Check the status of submitted HTCondor jobs

htc_status() connects to an HTC submit node via SSH and runs condor_q to report the status of jobs in the queue. By default it shows all of your jobs. Optionally filter by cluster ID to monitor a specific submission.

Usage

htc_status(
  cluster_id = NULL,
  config = NULL,
  watch = FALSE,
  interval = 60L,
  dry_run = FALSE,
  verbose = FALSE
)

Arguments

cluster_id: An integer or character string. The cluster ID returned by htc_submit(), e.g. 6302860. If NULL (the default), shows all of your jobs currently in the queue. Required when watch = TRUE.
config: A named list as returned by htc_config(). Must contain username and server. If NULL (the default), uses the session config set by htc_start(). If no session config is set, the function errors with instructions.
watch: Logical.

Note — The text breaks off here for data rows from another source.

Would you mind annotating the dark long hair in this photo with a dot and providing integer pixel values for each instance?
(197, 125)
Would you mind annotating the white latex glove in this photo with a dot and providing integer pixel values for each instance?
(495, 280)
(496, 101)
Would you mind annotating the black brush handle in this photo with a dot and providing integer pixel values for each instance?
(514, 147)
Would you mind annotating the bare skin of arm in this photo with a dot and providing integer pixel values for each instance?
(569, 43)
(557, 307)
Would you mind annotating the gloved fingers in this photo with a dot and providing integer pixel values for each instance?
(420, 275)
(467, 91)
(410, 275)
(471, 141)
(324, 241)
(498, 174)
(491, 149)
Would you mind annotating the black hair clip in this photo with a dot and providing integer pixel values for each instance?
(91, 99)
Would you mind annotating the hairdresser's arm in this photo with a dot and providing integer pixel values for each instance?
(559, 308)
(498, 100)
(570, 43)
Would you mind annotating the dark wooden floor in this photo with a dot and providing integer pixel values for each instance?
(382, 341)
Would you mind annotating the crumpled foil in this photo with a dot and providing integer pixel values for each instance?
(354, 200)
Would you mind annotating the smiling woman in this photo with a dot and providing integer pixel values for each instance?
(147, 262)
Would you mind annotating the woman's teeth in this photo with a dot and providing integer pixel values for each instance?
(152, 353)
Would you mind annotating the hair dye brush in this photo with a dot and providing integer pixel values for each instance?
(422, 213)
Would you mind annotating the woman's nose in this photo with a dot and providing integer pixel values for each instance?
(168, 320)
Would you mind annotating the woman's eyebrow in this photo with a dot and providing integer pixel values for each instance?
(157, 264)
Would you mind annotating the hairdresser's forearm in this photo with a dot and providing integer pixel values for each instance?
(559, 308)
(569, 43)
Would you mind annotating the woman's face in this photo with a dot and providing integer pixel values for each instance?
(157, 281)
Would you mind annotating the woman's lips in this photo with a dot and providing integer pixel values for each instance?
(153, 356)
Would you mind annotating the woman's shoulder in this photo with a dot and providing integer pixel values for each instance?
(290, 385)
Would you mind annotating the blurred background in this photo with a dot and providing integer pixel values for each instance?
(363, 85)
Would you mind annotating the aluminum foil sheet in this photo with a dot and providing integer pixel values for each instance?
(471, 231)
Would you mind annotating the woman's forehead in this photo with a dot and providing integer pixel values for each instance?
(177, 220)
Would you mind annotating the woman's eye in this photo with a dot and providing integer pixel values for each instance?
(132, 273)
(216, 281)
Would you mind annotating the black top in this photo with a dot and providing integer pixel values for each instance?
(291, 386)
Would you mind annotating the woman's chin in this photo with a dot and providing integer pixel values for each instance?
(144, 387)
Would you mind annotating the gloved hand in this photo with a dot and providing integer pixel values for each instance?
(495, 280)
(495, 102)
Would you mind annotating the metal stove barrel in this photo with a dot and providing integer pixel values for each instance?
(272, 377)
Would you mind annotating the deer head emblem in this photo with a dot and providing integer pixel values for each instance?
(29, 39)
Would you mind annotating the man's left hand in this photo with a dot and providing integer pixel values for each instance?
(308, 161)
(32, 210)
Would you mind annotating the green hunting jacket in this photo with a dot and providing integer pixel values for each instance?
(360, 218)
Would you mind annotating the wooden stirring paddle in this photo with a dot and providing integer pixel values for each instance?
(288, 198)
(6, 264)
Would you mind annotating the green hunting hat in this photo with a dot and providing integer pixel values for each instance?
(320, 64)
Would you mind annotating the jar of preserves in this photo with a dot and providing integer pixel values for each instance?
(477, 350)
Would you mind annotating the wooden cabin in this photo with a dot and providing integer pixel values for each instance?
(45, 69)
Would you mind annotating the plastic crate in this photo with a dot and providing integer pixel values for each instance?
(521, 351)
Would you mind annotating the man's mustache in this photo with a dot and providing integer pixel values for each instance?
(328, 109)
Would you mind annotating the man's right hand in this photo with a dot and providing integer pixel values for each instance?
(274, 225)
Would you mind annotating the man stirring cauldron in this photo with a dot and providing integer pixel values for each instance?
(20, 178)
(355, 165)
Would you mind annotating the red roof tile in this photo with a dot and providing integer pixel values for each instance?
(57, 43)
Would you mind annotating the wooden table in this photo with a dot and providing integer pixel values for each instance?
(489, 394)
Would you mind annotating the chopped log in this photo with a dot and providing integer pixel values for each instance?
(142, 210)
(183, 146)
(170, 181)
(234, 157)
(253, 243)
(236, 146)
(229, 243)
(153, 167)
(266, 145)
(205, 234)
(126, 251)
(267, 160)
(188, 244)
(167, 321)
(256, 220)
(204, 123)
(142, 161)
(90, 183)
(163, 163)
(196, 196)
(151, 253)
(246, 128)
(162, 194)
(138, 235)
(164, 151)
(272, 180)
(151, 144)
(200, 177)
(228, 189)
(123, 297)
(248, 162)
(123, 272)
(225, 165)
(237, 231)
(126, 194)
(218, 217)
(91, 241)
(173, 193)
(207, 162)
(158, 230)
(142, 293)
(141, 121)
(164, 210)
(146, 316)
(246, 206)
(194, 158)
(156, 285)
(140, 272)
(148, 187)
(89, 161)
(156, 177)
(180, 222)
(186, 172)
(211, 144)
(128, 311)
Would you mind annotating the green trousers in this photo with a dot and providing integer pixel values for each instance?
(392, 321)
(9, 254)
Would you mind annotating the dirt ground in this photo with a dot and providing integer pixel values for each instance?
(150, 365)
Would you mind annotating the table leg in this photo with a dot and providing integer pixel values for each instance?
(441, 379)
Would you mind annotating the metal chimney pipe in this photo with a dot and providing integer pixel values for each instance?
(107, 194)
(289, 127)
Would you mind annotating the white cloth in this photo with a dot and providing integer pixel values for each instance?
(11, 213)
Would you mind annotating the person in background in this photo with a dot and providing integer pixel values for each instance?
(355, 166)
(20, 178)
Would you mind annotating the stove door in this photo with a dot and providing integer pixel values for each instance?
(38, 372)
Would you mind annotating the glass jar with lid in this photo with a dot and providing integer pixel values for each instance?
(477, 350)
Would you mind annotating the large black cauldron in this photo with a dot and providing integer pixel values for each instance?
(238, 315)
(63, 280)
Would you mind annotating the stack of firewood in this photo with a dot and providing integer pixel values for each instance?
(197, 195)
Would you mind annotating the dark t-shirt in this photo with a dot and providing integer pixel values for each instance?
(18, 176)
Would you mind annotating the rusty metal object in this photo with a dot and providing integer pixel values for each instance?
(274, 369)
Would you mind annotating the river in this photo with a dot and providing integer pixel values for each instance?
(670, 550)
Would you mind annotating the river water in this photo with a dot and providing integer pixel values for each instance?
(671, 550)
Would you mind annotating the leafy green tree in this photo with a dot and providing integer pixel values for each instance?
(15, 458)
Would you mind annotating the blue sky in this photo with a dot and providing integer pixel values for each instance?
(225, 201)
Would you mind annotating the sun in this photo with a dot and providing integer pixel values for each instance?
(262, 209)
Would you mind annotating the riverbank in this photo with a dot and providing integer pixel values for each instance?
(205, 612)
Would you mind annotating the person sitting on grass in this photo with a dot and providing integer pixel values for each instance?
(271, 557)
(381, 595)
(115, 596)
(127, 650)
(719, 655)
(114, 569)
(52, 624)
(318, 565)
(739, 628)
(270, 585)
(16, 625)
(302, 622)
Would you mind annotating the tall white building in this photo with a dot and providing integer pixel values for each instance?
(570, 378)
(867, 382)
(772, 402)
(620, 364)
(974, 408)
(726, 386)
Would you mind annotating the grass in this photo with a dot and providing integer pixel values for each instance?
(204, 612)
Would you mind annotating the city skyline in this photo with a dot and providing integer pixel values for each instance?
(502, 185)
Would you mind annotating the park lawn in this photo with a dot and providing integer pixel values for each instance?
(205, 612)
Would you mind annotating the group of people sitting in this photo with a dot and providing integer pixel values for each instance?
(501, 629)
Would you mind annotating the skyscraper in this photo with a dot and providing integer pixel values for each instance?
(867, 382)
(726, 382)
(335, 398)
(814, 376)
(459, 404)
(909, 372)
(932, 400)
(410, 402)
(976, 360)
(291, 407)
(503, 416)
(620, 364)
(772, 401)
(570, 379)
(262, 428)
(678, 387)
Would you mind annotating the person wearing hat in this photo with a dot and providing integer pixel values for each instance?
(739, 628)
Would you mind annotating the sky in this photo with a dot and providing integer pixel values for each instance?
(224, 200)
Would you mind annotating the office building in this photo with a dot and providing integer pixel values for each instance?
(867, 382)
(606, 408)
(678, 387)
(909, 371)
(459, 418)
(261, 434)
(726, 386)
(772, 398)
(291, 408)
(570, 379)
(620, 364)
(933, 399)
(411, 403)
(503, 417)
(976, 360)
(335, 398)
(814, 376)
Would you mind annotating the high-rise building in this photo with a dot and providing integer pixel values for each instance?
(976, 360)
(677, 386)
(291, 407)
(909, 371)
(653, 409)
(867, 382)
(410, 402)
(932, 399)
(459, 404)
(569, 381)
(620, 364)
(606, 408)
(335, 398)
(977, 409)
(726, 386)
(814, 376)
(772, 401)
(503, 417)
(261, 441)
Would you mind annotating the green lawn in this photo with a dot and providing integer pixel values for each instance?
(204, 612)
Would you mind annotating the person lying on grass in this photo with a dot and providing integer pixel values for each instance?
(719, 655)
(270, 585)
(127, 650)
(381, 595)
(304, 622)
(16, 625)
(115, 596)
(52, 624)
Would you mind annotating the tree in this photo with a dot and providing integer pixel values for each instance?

If TRUE, polls the queue repeatedly at interval seconds until all jobs in cluster_id have completed. Requires cluster_id to be supplied. Defaults to FALSE.
interval: A positive integer. Number of seconds to wait between polls when watch = TRUE. Defaults to 60.
dry_run: Logical. If TRUE, prints the SSH command that would be executed without running it. Defaults to FALSE.
verbose: Logical. If TRUE, prints progress messages. Defaults to FALSE.

Value

Called for its side effects. Prints the condor_q output to the console. Returns the most recent output invisibly as a character vector.

Details

When watch = TRUE, htc_status() polls the queue repeatedly at a fixed interval until all jobs in the cluster have completed, printing a timestamped snapshot after each poll.

Job status codes

HTCondor reports each job's status with a single letter:

Code	Meaning
I	Idle – waiting for a matching execute node
R	Running – currently executing
H	Held – paused, usually due to an error
C	Completed – finished successfully
X	Removed – cancelled
S	Suspended

Jobs disappear from condor_q once they complete and their output has been transferred back to the submit node. Use htc_download() to retrieve completed job output.

Workflow

cfg <- htc_config()

# One-shot status check
htc_status(config = cfg)

# Monitor a specific cluster until completion
htc_status(cluster_id = 6302860, config = cfg, watch = TRUE)

SSH connection reuse

Each poll in watch mode opens a new SSH connection. Configuring ControlMaster in your ~/.ssh/config (see htc_config()) is strongly recommended when using watch = TRUE to avoid repeated Duo MFA prompts.

Examples

# \donttest{
# Preview the SSH command without connecting to CHTC
cfg <- list(username = "netid", server = "ap2002.chtc.wisc.edu")
htc_status(config = cfg, dry_run = TRUE)
#> ✔ Dry run -- command that would be executed:
#>   `ssh -q netid@ap2002.chtc.wisc.edu 'condor_q'`

# Preview with a specific cluster ID
htc_status(cluster_id = 6302860, config = cfg, dry_run = TRUE)
#> ✔ Dry run -- command that would be executed:
#>   `ssh -q netid@ap2002.chtc.wisc.edu 'condor_q 6302860'`
# }

if (FALSE) { # \dontrun{
# All remaining examples require a live CHTC connection
cfg <- htc_config()

# Check all your jobs
htc_status(config = cfg)

# Check a specific cluster
htc_status(cluster_id = 6302860, config = cfg)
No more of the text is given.